Legacy Excavations and Linked Open Data: A Virtual Vision of Sir Leonard Woolley’s Ur

Figure 1: Woolley’s large workforce in action

By: W.B. Hafford, University of Pennsylvania

Digital data plays an ever increasing role in archaeology. Archaeologists use computers for virtually every task, from artifact recording to site mapping, and the amount of data we gather is staggering. This is a good thing, but proper management and archiving of the data can overwhelm a dig crew. Take, for example, field photos. Sir Leonard Woolley, digging at the ancient city of Ur some 90 years ago, took 2,350 photos over twelve seasons. A modern excavation could easily take that many in one season, perhaps even one week. With digital cameras in the hands of every trench supervisor and potentially every excavator, no angle of the site need go unrecorded; but collecting and labeling every photo is tedious and not always accomplished in a way that allows future archaeologists to make sense of the system and recover every image of a specific area. Even Woolley’s comparatively small collection of photos has lost some of its identifying data or never had it attached in the first place.

In digital terms, the necessary organization involves the assignment of metadata, information that allows a particular image or document to be identified, its organizational schema to be reconstructed. Where once we put papers into various filing cabinets or stuck notes into artifact bags or on the back of photo prints, we now must tag digital files and folders (while continuing with notes and papers as well). Moreover, as anyone who has tried to compare information from two or more sites knows, it is helpful if there are similar tags on similar files from similar digs. But uniting the archaeological discipline under standardized nomenclature may not be possible.
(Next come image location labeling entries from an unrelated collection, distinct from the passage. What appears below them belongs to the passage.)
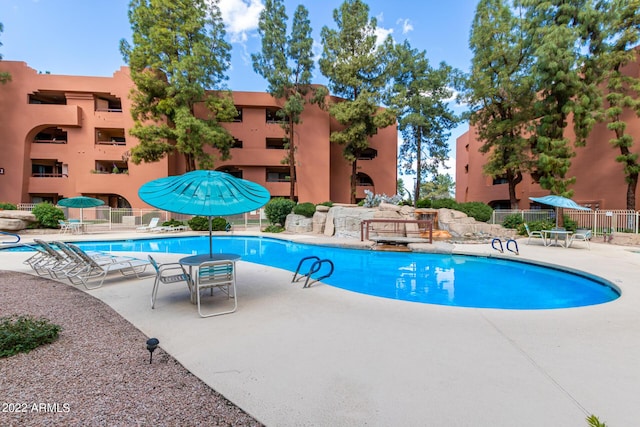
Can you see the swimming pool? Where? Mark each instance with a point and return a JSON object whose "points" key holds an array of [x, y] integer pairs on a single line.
{"points": [[454, 280]]}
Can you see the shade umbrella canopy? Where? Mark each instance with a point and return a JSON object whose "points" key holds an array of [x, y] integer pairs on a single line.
{"points": [[559, 202], [204, 193], [81, 202]]}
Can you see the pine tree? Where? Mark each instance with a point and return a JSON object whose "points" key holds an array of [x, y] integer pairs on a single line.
{"points": [[357, 71], [178, 54], [287, 64]]}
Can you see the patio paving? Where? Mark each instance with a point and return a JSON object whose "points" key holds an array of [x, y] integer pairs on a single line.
{"points": [[327, 357]]}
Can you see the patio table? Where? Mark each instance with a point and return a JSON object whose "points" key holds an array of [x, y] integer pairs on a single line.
{"points": [[556, 237], [195, 260]]}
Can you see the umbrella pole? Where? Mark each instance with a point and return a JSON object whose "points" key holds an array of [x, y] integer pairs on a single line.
{"points": [[210, 239]]}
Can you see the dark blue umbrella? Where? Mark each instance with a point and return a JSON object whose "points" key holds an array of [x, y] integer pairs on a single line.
{"points": [[559, 202], [204, 193]]}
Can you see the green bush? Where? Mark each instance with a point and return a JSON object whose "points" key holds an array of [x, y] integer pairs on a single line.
{"points": [[48, 215], [277, 210], [305, 209], [512, 221], [201, 223], [445, 204], [21, 334], [478, 210]]}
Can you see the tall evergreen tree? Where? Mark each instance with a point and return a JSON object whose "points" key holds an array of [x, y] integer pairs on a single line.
{"points": [[357, 72], [565, 35], [286, 62], [178, 53], [420, 96], [623, 87], [500, 90], [4, 76]]}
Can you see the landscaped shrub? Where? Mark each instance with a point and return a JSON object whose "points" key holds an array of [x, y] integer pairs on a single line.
{"points": [[512, 221], [48, 215], [305, 209], [478, 210], [372, 200], [277, 210], [21, 334], [201, 223], [445, 204]]}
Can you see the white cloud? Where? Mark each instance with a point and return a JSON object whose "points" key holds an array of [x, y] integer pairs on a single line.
{"points": [[407, 27], [240, 17]]}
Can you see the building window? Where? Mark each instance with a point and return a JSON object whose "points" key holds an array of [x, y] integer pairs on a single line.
{"points": [[275, 115], [108, 136], [500, 180], [108, 103], [275, 143], [278, 174], [44, 168], [47, 97], [368, 154], [238, 117], [111, 167], [51, 135], [362, 179]]}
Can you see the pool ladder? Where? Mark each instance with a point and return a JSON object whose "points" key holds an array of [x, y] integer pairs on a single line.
{"points": [[501, 248], [11, 234], [315, 267]]}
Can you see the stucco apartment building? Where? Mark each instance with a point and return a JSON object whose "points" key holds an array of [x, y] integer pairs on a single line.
{"points": [[64, 136], [600, 180]]}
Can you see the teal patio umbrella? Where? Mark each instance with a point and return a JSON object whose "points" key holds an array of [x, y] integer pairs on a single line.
{"points": [[81, 202], [204, 193], [559, 202]]}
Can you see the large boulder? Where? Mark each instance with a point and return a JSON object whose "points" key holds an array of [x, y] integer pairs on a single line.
{"points": [[12, 220]]}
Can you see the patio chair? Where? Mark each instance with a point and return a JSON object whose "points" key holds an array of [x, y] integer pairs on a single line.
{"points": [[91, 268], [531, 234], [583, 235], [167, 273], [220, 275], [153, 223]]}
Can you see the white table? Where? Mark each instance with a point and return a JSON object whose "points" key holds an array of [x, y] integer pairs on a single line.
{"points": [[196, 260], [556, 237]]}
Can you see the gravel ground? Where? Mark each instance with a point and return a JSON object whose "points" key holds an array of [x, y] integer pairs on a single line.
{"points": [[97, 373]]}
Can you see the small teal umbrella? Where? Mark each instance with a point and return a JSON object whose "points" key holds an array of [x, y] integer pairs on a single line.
{"points": [[205, 193], [559, 202], [81, 202]]}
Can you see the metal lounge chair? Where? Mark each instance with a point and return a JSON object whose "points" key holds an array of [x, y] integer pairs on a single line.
{"points": [[153, 223], [92, 269], [583, 235], [220, 275], [167, 273], [531, 234]]}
Even if we could identify unifying elements of a culture process, there are almost infinite variations of objects and adaptations across cultures. Furthermore, archaeologists have been studying these different cultures in different regions for so many years that typologies and sequences are embedded in our sub-fields — even if they could be pushed into an overarching scheme, we might well be reluctant to take the time to do so.
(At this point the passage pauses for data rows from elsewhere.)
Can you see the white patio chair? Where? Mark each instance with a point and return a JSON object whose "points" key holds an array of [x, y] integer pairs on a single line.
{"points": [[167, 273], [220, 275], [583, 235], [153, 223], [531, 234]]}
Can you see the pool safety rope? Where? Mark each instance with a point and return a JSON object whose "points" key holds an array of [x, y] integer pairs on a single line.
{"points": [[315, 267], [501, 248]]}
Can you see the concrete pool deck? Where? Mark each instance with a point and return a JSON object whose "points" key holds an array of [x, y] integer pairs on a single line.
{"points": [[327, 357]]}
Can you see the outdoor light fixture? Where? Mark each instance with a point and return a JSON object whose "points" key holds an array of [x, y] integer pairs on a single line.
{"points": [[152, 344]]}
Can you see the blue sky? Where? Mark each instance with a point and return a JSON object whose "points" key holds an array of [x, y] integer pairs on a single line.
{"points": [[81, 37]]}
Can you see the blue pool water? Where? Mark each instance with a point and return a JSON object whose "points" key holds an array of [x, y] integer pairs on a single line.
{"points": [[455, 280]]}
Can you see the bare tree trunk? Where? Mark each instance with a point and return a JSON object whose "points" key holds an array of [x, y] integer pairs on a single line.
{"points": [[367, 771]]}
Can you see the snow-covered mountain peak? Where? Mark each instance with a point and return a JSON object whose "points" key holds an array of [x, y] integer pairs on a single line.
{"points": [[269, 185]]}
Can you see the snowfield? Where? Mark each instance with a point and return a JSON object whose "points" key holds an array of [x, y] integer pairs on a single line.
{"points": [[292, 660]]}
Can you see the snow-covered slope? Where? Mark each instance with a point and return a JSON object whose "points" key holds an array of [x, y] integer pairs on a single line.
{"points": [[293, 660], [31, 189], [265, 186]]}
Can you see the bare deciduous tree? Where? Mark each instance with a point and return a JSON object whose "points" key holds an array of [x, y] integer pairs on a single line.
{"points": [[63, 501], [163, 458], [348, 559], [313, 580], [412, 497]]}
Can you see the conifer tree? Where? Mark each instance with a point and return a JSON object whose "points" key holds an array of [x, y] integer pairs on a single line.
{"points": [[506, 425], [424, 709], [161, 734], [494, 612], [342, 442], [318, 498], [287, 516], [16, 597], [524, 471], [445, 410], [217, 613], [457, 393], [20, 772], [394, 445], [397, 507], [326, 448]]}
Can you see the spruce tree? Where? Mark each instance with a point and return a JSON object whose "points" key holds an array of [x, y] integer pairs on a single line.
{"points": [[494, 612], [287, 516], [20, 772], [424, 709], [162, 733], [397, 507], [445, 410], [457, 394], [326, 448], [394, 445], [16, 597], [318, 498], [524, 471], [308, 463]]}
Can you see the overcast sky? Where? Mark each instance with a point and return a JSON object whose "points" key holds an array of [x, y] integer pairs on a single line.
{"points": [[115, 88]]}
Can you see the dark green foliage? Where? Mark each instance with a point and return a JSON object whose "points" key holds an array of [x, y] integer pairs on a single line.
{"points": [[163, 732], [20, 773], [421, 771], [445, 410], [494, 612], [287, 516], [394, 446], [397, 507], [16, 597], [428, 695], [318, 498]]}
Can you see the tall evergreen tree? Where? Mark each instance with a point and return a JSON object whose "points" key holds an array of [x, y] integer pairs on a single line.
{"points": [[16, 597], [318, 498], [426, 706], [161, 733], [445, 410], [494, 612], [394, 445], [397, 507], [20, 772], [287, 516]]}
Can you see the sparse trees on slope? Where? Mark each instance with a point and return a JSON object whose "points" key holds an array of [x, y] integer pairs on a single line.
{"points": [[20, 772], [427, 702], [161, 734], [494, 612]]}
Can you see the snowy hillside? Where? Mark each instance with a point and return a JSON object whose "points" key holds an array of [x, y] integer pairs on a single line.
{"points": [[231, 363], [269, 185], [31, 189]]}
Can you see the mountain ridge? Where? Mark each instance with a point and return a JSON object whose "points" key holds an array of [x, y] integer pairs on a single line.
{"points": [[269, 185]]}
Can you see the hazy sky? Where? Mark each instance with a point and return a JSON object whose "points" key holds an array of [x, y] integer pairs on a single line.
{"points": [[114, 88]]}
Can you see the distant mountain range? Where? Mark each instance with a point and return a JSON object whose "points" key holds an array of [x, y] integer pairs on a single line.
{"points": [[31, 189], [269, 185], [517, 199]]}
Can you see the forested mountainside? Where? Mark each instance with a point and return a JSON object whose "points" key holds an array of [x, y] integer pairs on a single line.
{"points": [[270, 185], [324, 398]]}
Perhaps by linking similar ideas with different terms through a semantic process, computers will eventually be able to connect different schemas for us (on the semantic web see w3 at this link). This is not yet completely possible, but it is slowly becoming a reality. And by linking such data we will hopefully be able to find patterns and differences, and come to understand our data in new ways.
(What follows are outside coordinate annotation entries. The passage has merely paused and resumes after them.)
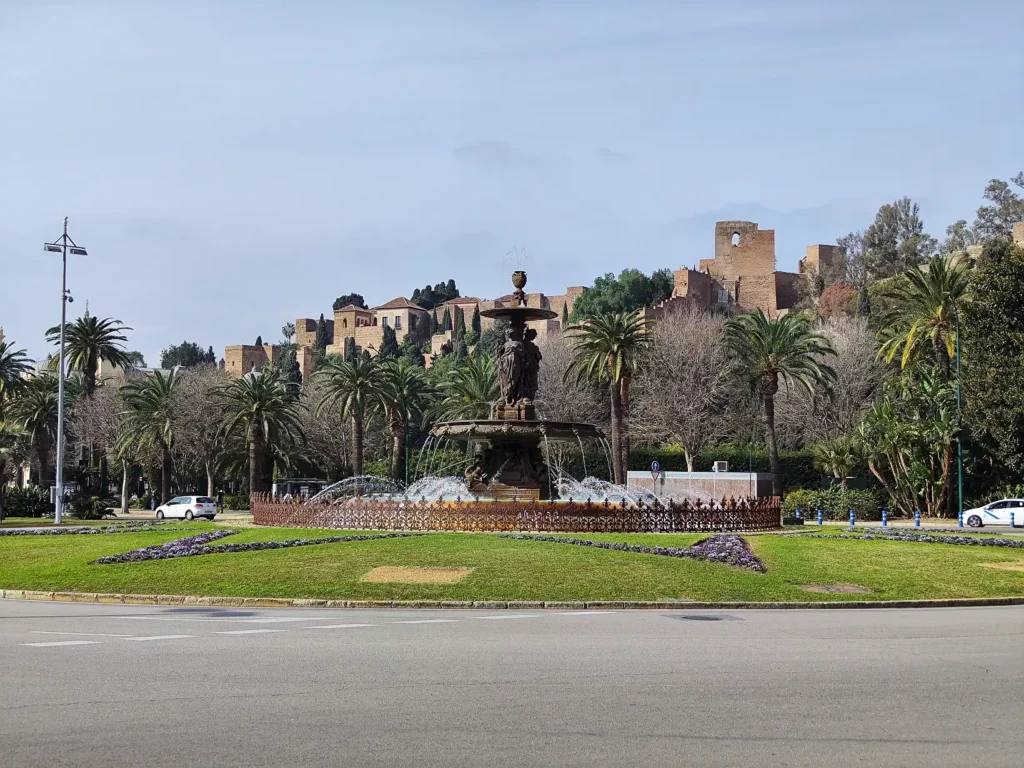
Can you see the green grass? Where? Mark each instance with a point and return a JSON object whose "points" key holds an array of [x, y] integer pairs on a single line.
{"points": [[505, 569]]}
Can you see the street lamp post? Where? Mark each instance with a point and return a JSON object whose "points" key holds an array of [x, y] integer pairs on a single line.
{"points": [[960, 425], [61, 246]]}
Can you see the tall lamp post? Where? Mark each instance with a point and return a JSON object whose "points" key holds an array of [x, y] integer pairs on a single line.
{"points": [[62, 245], [960, 424]]}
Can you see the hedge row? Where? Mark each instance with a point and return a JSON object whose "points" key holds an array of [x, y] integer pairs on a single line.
{"points": [[798, 466]]}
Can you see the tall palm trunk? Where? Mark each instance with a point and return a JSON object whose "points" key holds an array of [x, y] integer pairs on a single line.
{"points": [[397, 428], [165, 474], [356, 444], [125, 476], [256, 458], [625, 388], [616, 432], [769, 386]]}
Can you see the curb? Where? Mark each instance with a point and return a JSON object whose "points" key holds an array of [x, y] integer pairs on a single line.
{"points": [[276, 602]]}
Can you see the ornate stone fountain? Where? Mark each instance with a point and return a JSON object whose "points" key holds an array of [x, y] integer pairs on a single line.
{"points": [[509, 462]]}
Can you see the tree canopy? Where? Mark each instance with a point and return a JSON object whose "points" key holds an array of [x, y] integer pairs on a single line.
{"points": [[627, 293]]}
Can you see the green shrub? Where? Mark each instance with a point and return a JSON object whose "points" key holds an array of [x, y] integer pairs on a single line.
{"points": [[798, 466], [834, 503], [27, 502]]}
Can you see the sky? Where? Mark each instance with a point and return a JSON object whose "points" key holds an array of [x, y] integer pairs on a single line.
{"points": [[233, 166]]}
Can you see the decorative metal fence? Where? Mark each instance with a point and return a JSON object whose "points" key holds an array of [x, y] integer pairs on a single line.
{"points": [[610, 517]]}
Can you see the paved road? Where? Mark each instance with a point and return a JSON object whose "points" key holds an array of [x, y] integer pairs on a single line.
{"points": [[100, 685]]}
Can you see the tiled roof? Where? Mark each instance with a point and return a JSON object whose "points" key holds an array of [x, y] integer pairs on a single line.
{"points": [[400, 303]]}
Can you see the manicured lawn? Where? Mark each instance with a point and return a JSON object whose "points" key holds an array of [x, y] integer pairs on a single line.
{"points": [[505, 569]]}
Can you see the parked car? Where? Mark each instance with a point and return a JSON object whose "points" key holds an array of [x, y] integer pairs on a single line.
{"points": [[188, 507], [996, 513]]}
Many governments around the world are embracing open and machine readable formats for their modern data. The Economist recently touted this as a game-changer, adding: “But no one has a clue what breakthroughs open data will allow” (May18-24, 2013 p.73 “Open data: A new goldmine”). Such is certainly true for open data concerning the ancient world, but that is what is so exciting about it — increased access and interconnections among scholarly data can only increase research potential and understanding in general.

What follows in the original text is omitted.